A search on the internet has revealed many articles and videos of home made carbon frames. It looks like something I could attempt at home, but probably during next summer when the garage is warmer and more inviting.

Some designs that have inspired me are as follows. A nice but expensive bike with a mono strut front fork like my Giant Halfway.



The Lexus concept bike. Realy nice curves, but the frame design looks like it may snap in half if not laminated properly.



The bonobo wooden bike. Really sleek lines and some nice headset and dropout details.
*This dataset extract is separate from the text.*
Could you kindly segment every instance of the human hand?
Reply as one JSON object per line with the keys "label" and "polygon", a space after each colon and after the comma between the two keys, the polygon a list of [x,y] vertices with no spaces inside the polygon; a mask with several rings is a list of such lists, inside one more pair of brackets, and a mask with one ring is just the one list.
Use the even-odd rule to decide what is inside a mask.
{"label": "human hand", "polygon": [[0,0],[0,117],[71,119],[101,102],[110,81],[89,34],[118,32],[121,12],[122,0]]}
A few nights designing on Catia I have come up with the following. Its very ugly with square tubes, but at the moment I am just defining the hard points of the frame. I would like the headset up high just under the handlebars, but have 20" wheels. I have noticed that junior MTB bikes have 20" wheels with gears. BMX bikes have one gear and have unusual hardware and hubs, so they are of no use. To raise the headset I need long forks, so these will be mountain bike 26" items. This should give the front end an unusual look, but make fitting a rim brake a challenge! I will also need to raise the handlebars somehow, but extenders are available quite cheaply. The crankset will have a 48 tooth front which I have modelled up. Some additional CAD models have been employed downloaded from GrabCAD

As for construction, I am looking at carbon fibre wrapping over foam, or possibly carbon over reprapped ABS sections. I like the idea of using reprapped sections from my machine as this will save a lot of sanding and sculpturing, just print an open thin frame in sections, glue it together and then wrap it up in carbon bandage. I want to avoid vacuum bagging as this is messy and wasteful and I would also like to use 50mm wide carbon fibre tape. Reading up on other projects, the main issue is interfacing with the hard points, such as dropouts, head tube and bottom bracket. This is why the bonobo bike appeals to me. I could bolt the parts to the frame and ensure a good fix to the carbon fibre. perhaps there is a half way, bolt / rivet, then lay up over the top.

I don't want a perfect looking frame and would actually like a homespun rough matt look to the bike. A sort of Rat Rod commuter would be nice.